“Hello“ from Bali. From the island famous for such colourful cultural traditions and religion that cannot be found anywhere else. From the island which you will learn more about in the second year of your university studies from “Deep Play: Notes on the Balinese Cockfight“, a study by C. Geertz, an American cultural anthropologist.
We have been here for a month, and having been trained in transcultural communication, we perceive local traditions and local behaviour completely differently than tourists or our co-volunteers do. The amazing thing is that after our working hours or at weekends we can discover the beauty of the island. We have rented a scooter for the whole three months, so it is really easy to make such discoveries.
Immediately after our arrival, we had a chance to intensively experience a ritual to celebrate an anniversary of the temple in “our” village. Balinese people are unbelievably theatrical personalities, and they play musical instruments during their performances. Several simultaneous performances are held on similar occasions, people bring gifts and wait for joint prayers.
One of the many other interesting experiences was the presence of mice in our room.
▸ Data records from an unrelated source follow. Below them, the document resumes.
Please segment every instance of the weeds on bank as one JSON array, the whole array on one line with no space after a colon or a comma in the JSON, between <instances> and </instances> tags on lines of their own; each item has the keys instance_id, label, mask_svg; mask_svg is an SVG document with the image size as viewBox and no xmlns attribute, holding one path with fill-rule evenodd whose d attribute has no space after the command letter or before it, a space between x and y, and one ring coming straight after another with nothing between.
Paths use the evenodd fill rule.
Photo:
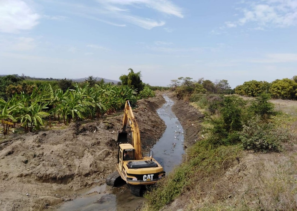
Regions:
<instances>
[{"instance_id":1,"label":"weeds on bank","mask_svg":"<svg viewBox=\"0 0 297 211\"><path fill-rule=\"evenodd\" d=\"M145 210L157 210L182 193L197 185L206 185L209 178L222 174L241 153L238 145L215 147L207 140L195 144L189 149L185 162L176 168L155 188L145 195L148 203ZM196 193L199 197L203 197Z\"/></svg>"},{"instance_id":2,"label":"weeds on bank","mask_svg":"<svg viewBox=\"0 0 297 211\"><path fill-rule=\"evenodd\" d=\"M286 114L274 111L273 105L267 95L249 100L234 95L204 97L203 95L195 95L198 101L194 103L196 107L205 109L206 121L203 124L206 126L204 128L207 128L207 134L204 139L188 149L185 162L145 195L148 201L144 210L158 210L181 194L194 204L186 208L189 210L198 204L205 207L201 207L201 210L254 210L255 206L248 202L255 201L255 199L249 200L244 195L236 206L224 204L226 199L224 194L228 190L224 191L225 193L218 190L216 181L228 168L236 163L235 161L239 160L243 149L279 152L283 149L283 143L290 143L296 139L292 133L291 123L295 119L288 119ZM297 124L295 127L297 128ZM292 165L296 167L294 163ZM286 168L280 169L284 171ZM259 169L259 174L265 174L265 169ZM297 172L295 172L296 175ZM291 177L283 174L282 179L275 179L281 175L277 172L274 175L273 179L261 177L263 183L258 192L257 187L253 188L254 182L250 181L251 186L247 191L253 191L249 195L257 197L256 210L269 210L274 204L277 205L279 210L284 210L282 207L285 207L284 204L280 202L286 201L284 197L288 199L286 202L288 204L294 201L289 194L292 194L293 189L288 189L285 184L293 183L296 187L295 180L290 180L288 178ZM290 173L290 177L293 175ZM217 195L214 193L216 191L219 191ZM205 207L208 203L211 205Z\"/></svg>"}]
</instances>

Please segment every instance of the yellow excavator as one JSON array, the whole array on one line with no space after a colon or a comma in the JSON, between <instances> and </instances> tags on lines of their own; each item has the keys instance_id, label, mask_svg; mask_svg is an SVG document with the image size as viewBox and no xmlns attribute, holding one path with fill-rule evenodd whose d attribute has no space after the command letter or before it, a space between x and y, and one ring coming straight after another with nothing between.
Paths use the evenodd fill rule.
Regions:
<instances>
[{"instance_id":1,"label":"yellow excavator","mask_svg":"<svg viewBox=\"0 0 297 211\"><path fill-rule=\"evenodd\" d=\"M126 131L127 122L131 127L132 144L128 143L128 133ZM156 183L165 175L165 172L153 158L152 151L150 150L148 156L142 157L139 128L129 100L125 104L122 129L118 131L117 141L118 162L116 165L117 171L108 177L106 184L117 186L122 179L128 184L130 193L141 196L146 186Z\"/></svg>"}]
</instances>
The local religion draws on Hinduism, Buddhism and animism, therefore the solution that “we” apply in the Czech Republic cannot be applied here. Keeping reincarnation in our mind, we captured the mouse and moved him / her out. And now we are just waiting for this friend to come back again.
Obviously, every adventure brings about also some minor problems – we got lost while looking for waterfalls, we were robbed, … But some time later, after our coming back home, these events will be presented as funny stories.
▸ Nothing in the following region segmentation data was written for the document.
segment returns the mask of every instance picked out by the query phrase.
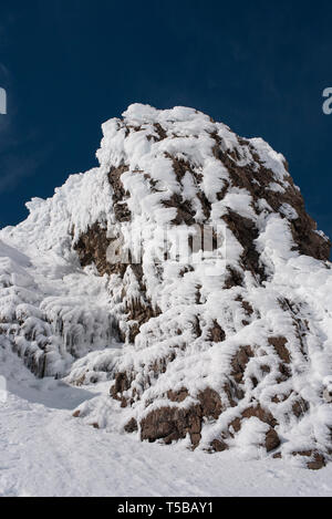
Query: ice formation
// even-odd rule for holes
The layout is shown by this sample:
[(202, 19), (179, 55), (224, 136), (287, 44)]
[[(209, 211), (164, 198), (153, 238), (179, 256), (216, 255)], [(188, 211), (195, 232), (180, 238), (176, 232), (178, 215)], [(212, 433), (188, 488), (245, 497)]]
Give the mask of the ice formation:
[[(186, 107), (134, 104), (103, 134), (100, 167), (0, 231), (1, 346), (39, 377), (110, 381), (75, 412), (98, 427), (115, 399), (143, 440), (324, 466), (330, 241), (284, 157)], [(193, 247), (204, 228), (217, 256)], [(180, 231), (186, 262), (172, 250)]]

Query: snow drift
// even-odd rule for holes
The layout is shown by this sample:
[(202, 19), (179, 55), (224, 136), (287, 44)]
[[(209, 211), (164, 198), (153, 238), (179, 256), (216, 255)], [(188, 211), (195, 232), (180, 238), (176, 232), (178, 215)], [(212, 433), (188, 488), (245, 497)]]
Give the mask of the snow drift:
[(330, 241), (284, 157), (185, 107), (135, 104), (103, 134), (98, 168), (0, 232), (1, 346), (39, 377), (110, 381), (74, 413), (95, 427), (118, 401), (143, 440), (324, 466)]

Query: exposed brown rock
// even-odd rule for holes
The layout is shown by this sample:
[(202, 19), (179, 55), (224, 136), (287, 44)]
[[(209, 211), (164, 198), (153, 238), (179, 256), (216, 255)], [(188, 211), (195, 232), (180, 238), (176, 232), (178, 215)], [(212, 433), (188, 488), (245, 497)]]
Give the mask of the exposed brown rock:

Our task is to help with the education of orphans, children from disadvantaged families and children with special needs. We start the day with involving the disabled children in meditation. Then physical activities, such as dancing and stretching, follow. Then the children are divided into four groups (the division reflects their mental and physical abilities), and we assist the local teachers during the teaching process. Schedule activities alternate with the days of the week. Children are also provided with cooking classes and sports activities, they play local musical instruments, practice Balinese dances, they learn how to be artistically creative or how to apply organic farming. We assist children and teachers for four hours a day. The local institutions cannot financially cover the work of English teachers, so after lunch we prepare exercises and activities for our afternoon teaching of this foreign language. At two o´clock we meet the other groups of children (orphans and the poor) and teach them English since the knowledge of this language can help them to find more work opportunities in future.
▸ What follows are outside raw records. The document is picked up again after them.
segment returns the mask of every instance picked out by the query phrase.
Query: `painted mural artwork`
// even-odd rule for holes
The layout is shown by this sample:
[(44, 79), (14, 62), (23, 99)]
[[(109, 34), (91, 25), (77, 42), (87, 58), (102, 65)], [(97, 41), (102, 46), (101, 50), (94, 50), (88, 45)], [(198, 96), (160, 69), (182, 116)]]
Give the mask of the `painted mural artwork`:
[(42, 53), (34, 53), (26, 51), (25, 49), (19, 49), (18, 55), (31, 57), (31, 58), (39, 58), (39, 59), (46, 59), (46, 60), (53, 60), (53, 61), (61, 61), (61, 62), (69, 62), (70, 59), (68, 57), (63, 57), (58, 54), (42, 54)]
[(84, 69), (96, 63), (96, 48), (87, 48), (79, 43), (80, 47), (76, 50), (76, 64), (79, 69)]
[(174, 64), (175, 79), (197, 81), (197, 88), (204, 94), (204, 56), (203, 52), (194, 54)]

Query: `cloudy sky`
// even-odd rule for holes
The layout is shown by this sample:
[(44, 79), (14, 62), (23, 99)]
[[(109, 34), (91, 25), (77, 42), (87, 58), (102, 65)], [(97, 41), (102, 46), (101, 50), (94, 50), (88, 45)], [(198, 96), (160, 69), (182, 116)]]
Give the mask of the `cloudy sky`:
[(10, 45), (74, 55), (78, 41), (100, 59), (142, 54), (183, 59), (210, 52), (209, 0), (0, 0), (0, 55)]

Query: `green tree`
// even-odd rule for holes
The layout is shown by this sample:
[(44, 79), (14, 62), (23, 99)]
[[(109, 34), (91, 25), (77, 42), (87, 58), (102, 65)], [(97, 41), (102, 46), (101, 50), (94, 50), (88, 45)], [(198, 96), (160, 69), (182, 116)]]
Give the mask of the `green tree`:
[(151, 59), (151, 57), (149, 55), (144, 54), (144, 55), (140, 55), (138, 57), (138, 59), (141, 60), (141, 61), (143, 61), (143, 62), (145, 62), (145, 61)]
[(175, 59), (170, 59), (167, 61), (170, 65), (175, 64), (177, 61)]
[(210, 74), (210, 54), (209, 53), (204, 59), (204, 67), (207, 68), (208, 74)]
At the beginning, there was an idea to visit an interesting country and also the willingness to voluntarily help others. Thanks to amazing programmes existing at the University of Hradec Králové aiming at supporting student mobilities and thanks to transcultural communication giving you a huge number of job opportunities, everything was relatively short afterwards. For a month, we were looking for a non-profit organization for which we could be helpful. Then we sent our applications, waited for their approvals and flew off within three weeks. You just must not be afraid of moving your comfort zone, and you must stop making up excuses. Financial issues, a language barrier and the examination period at your university will not be problematic!
Therefore, we can address everyone thinking about participating in internships: “Do not be afraid, it is worth persevering!” If you go somewhere like we did, you will meet new people from all over the world. And what is more, you will be able to stay in your dream destination for certain time period. We know already now that we will come back home as much more experienced people full of life-long experiences.